2009-QSHC-Amalberti-Solutions alternatives pour améliorer la sécurité du patient : la réponse française

Réponse française à l’article de Leape sur l’échec des politiques de sécurité du patient. Le constat est globalement le même en France, et les solutions préconisées par Leape et ses collègues sont bonnes également pour la France, mais d’autres solutions doivent aussi être proposées : sortir d’une logique de ‘Champions’ et de solutions idéales où quelques services et établissement sont ‘premiers de classe à un coût de personnel et de déploiement qui condamne la généralisation de ces solutions aux autres établissements, étendre le regard sur l’analyse des évènements indésirables à une fenêtre de temps bien pus large prenant en compte le trajet du patient avant et après l’évènement proprement dit, et faire une approche plus réaliste des recommandations en considérant les vrais obstacles à leur mise en jeu.

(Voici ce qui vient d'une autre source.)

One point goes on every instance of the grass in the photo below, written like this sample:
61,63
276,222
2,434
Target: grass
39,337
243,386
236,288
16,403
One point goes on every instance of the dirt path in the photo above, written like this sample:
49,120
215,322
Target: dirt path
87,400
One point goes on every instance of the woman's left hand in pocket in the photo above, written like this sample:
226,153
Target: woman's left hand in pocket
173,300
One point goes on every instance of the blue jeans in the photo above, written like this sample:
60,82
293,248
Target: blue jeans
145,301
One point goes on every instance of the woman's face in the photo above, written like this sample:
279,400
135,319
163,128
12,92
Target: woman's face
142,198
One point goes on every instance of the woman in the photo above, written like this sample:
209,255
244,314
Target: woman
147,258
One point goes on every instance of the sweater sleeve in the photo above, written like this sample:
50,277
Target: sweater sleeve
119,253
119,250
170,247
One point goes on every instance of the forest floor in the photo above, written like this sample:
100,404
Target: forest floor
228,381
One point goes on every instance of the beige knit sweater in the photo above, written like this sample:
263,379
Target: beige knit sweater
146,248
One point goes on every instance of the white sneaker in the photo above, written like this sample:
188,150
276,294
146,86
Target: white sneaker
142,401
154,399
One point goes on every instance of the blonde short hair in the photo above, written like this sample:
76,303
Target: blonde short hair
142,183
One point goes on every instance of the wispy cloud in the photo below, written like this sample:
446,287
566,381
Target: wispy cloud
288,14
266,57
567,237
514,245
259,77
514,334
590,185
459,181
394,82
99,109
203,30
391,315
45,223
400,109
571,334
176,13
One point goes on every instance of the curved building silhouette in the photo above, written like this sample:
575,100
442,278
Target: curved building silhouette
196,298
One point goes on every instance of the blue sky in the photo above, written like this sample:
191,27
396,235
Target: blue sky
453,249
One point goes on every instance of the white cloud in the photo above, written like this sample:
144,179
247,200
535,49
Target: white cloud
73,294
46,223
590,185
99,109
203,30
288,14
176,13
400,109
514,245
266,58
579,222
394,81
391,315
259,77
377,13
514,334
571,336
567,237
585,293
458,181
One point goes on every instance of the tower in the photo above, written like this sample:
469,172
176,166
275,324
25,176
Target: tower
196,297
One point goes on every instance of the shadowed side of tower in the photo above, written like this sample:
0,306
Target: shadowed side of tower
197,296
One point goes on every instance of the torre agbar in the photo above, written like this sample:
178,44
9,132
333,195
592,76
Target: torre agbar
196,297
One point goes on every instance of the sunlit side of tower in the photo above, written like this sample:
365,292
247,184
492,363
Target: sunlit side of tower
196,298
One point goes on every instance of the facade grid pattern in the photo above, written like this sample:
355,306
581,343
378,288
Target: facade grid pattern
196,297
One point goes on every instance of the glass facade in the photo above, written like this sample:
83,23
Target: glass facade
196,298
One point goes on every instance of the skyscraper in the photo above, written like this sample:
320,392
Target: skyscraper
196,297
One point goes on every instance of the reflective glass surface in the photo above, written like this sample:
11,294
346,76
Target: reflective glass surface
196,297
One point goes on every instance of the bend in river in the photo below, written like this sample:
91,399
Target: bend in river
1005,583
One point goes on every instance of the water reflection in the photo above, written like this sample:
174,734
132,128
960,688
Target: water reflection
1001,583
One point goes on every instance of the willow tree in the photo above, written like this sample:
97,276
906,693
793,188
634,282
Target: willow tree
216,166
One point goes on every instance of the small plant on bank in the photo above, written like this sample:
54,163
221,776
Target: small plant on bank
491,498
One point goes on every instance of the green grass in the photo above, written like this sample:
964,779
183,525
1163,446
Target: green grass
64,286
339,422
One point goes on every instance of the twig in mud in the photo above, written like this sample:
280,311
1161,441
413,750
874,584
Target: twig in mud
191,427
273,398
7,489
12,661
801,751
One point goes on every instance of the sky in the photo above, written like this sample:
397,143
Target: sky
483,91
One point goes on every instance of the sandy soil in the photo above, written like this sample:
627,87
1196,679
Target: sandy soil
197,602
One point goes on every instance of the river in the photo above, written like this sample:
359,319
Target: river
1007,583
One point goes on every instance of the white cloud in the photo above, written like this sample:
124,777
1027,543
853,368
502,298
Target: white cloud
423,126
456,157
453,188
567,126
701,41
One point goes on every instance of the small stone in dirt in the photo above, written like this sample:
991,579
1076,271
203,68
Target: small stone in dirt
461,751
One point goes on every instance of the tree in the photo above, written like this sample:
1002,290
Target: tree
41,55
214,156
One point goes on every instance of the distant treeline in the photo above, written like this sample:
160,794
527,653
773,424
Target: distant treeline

Source : Amalberti R., Bruneau C., Desplanques, A, Degos, L. Viewing the safety imperative from the French policy perspective, Qual Saf Health Care 2009;18:420-421

Les auteurs partent du constat que la sécurité du patient n’a pas eu la même actualité en France que dans les pays Anglo-Saxons sans doute parce que la satisfaction globale des usagers français sur leur système de santé est supérieure à celle de nos collègues d’outre manche et outre-Atlantique et sans doute aussi en raison d’une série de dispositifs légaux très favorables aux patients (ONIAM, etc.). Ceci dit, les quelques publications disponibles, et les enquêtes ENEIS 1 et bientôt ENEIS 2 ne semblent pas montrer un risque d’EIG bien différent des pays anglo-saxons, ni une réduction de ce risque plus rapide au cours du temps.

La France a réagi. Elle s’est rapprochée de la communauté internationale sur ce thème ; elle a pris la direction du réseau Européen EuNetPAs et rejoint plusieurs initiatives internationales (High5) et Européennes sur le sujet (SIMPATIE, MARQUIS, DUQUE). Progressivement, la France adopte les mêmes stratégies recommandées à ce niveau international ; le dernier exemple est l’adoption des Check-List au bloc opératoire. Les idées de changer les cultures, de promouvoir la transparence (déclaration des EIG/EPR), de réaliser une approche plus collective, de mieux prendre en compte le risque dans le parcours Ville-Hôpital du patient (loi 2009), et de former nos futurs professionnels sont déjà présentes et en cours de diffusion.


Il reste trois idées complémentaires que les auteurs considèrent essentielles pour réellement faire bouger les lignes actuelles :
- sortir d’une logique de ‘champions’ avec des solutions idéales mais inexportables à tous les établissements (raisonner en santé publique)
- sortir d’une analyse des évènements indésirables qui considèrerait seulement une fenêtre étroite de causalité dans une discipline donnée (tous les risques doivent se lire dans une logique très élargie du parcours du patient, avant et après l’évènement, l’interaction entre les professionnels et le patient et leur coordination mutuelle est souvent bien plus stratégique à corriger que le silo médical du dernier professionnel à vu le patient)
- et enfin, apprendre à construire des recommandations qui prennent effectivement en compte les difficultés de terrain des professionnels de santé et des patients.